Retratos de la bestia: Francis Bacon

En las obras del artista anglo irlandés és vemos la abstracción del cuerpo, su fragmentación; estas partes seccionadas refieren sensaciones, se dirigen a la violencia que hay en nosotros y también al morbo. Al pintor lo obsesionan los gritos, el horror visto en los cables noticiosos, lo aparatoso del placer y el dolor que hay en su propia vida o en la vida de los que le rodean

"Love Is the Devil: Study for a Portrait of Francis Bacon" (1998)
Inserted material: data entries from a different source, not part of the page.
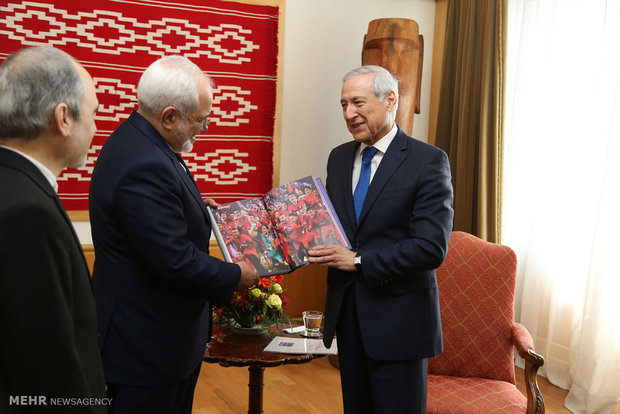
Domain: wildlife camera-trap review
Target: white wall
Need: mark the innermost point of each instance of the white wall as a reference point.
(323, 41)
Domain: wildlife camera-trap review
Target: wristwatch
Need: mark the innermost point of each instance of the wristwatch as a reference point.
(357, 261)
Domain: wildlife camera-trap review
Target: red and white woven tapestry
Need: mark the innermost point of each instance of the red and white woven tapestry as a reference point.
(115, 40)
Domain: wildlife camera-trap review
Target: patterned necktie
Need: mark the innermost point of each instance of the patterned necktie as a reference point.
(362, 185)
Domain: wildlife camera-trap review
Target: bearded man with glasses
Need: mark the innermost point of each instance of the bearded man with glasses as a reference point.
(154, 279)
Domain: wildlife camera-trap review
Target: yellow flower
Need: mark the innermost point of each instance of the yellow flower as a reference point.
(274, 301)
(255, 292)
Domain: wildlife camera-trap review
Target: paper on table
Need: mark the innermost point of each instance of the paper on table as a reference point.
(286, 345)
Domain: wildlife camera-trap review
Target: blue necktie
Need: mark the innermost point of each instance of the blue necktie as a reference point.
(362, 185)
Hablar de elementos autobiográficos en un pintor como Francis Bacon (1909-1992) es común e inclusive ocioso, y aun así lo hacemos porque el pintor y la obra siempre están imbricados en una serie de correspondencias que vienen y van con el resultado de la obra y con sus procesos. Así que buscamos la fuente personal, íntima de todo, y para hablar de Francis Bacon debemos empezar con esto: el empuje que nos mueve a representar, la fuerza externa que nos da el empellón, la colisión aparatosa con la experiencia de lo ajeno como el choque de presencias cuya remanentes tirados en el suelo dan forma a esos restos que forman una relación personal, cualquiera, tal y como en la vida amorosa de este pintor reflejada en la cinta Love is the devil. Study for a Portrait of Francis Bacon (1998).

Todo encuentra sus ubicaciones en una cartografía sentimental y cada contacto con lo ajeno nos transforma, nos trastoca. Cada relación puede ser conflictiva, problemática, atribulada. Arte que es tensión entre ellos y nosotros, lo ajeno que amamos y odiamos, y ambos a un tiempo; también la violencia que hay en los acoplamientos ajenos y propios. Y el amor, como siempre, conduciéndonos al accidente como en un choque de trenes. Desventuras que tallan formas. También, tema del arte, la violencia del contacto: plaza de toros, cuadrilátero, entrevista y casual pelea callejera, función de box, profusión de sangre. Descubrimos lo que nos inquieta de nuestra condición, lo revelamos: son figuras, son formas, son narraciones. Afirma Wilde: «el arte no puede ser morboso, el artista debe mostrarlo todo». Mostrar el cuerpo en su miseria, en el infierno de su degradación, en la pureza de su corrupción, así son los cuadros de Francis Bacon.

(Shutterstock)

Bacon nació en Dublín, Irlanda. Nuestra condición de extranjeros lo asocia con otros irlandeses de renombre casi de manera automática. Nos preguntamos si hay algo de la herencia cultural o de la idiosincrasia de un país que pueda engendrar determinado tipo de artistas, es difícil saberlo. Durante su juventud alternó sus residencias entre Irlanda e Inglaterra, sin embargo, siempre se consideró británico. Su primera obra importante: Tres estudios al pie de una crucifixión (c.1944) parece haberle dado la pauta para el tipo de pintura que lograría después.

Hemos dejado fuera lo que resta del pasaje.